Also look if Tendril::push_char is used with chars from another tendril. In those cases, try instead to keep start and end indices around and then use Tendril::subtendril to get a reference-counted view of the same buffer, without copying data.

SimonSapin avatar Jul 25 '17 12:07 SimonSapin

Yes, one interesting problem is how to solve get_preprocesed_char in an elegant way? Right now it seems to be taking a char from BufferQueue, which should be replaced by a slice IIUC. I guess if all input to parser is guaranteed to be StrTendril, that shouldn't be an issue, just convert slice starting at current position to an Unicode code point (u32).

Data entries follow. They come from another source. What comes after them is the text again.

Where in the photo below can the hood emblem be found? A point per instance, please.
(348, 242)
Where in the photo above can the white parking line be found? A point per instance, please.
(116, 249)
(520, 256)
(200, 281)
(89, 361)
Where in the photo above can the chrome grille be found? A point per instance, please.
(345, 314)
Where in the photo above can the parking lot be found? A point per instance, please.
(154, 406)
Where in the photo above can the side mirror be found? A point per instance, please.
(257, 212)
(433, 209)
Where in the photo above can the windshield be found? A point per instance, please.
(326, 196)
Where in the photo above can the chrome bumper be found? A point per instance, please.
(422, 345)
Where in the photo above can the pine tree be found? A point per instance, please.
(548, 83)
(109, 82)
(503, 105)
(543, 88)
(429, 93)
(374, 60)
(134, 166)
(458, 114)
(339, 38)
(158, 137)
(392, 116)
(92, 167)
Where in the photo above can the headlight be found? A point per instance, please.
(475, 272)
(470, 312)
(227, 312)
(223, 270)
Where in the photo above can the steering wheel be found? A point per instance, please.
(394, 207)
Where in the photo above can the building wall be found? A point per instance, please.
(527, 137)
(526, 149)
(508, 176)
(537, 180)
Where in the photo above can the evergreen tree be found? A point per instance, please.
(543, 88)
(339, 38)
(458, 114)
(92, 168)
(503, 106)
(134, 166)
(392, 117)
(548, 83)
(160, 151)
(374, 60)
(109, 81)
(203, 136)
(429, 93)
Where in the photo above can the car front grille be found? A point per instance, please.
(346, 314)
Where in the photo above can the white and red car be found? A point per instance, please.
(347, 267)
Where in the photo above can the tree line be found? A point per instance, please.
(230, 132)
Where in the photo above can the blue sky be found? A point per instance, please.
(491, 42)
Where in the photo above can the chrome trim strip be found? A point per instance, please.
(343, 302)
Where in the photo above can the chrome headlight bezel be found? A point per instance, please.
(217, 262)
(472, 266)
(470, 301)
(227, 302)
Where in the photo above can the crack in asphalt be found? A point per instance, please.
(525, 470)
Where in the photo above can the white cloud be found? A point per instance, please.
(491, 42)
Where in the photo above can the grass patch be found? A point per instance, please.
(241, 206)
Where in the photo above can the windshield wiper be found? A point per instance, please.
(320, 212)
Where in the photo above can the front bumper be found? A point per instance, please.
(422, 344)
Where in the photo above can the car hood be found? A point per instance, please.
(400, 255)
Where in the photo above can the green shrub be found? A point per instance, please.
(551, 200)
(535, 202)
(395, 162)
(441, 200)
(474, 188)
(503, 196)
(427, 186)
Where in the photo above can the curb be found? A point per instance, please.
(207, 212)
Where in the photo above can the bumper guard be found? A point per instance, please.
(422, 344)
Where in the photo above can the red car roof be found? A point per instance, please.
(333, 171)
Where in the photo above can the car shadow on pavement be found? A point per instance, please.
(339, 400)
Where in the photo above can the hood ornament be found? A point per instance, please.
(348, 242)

Second, is how to grab say next 4 or ten bytes from BufferQueue, theoretically speaking, first two bytes could be buffer_queue[0] and next two could be buffer_queue[1], no?

Ygg01 avatar Jul 26 '17 11:07 Ygg01

@SimonSapin Is there a particular reason a Tokenizer doesn't own the BufferQueue given to it? Does having them separate enable some sort of workflow that can't be replicated otherwise?

Ygg01 avatar Aug 29 '17 10:08 Ygg01

@Ygg01 If the tokeniser owns the buffer queue, we can't implement document.write nor speculative parsing.

nox avatar Aug 29 '17 10:08 nox

Thanks nox, that's what I feared :(

EDIT: Note from chat with nox. h5e can never own any unprocessed data, because document.write() can be called at arbitrary points and change input in various ways.

Ygg01 avatar Aug 29 '17 11:08 Ygg01

@nox Do you have any thoughts on:

Also look if Tendril::push_char is used with chars from another tendril. In those cases, try instead to keep start and end indices around and then use Tendril::subtendril to get a reference-counted view of the same buffer, without copying data.

Especially, how does one keep indicies into another tendril, when document.write could potentially change the tendril? Note: I am assuming the indices are being kept by the Tokenizer.

Ygg01 avatar Aug 31 '17 12:08 Ygg01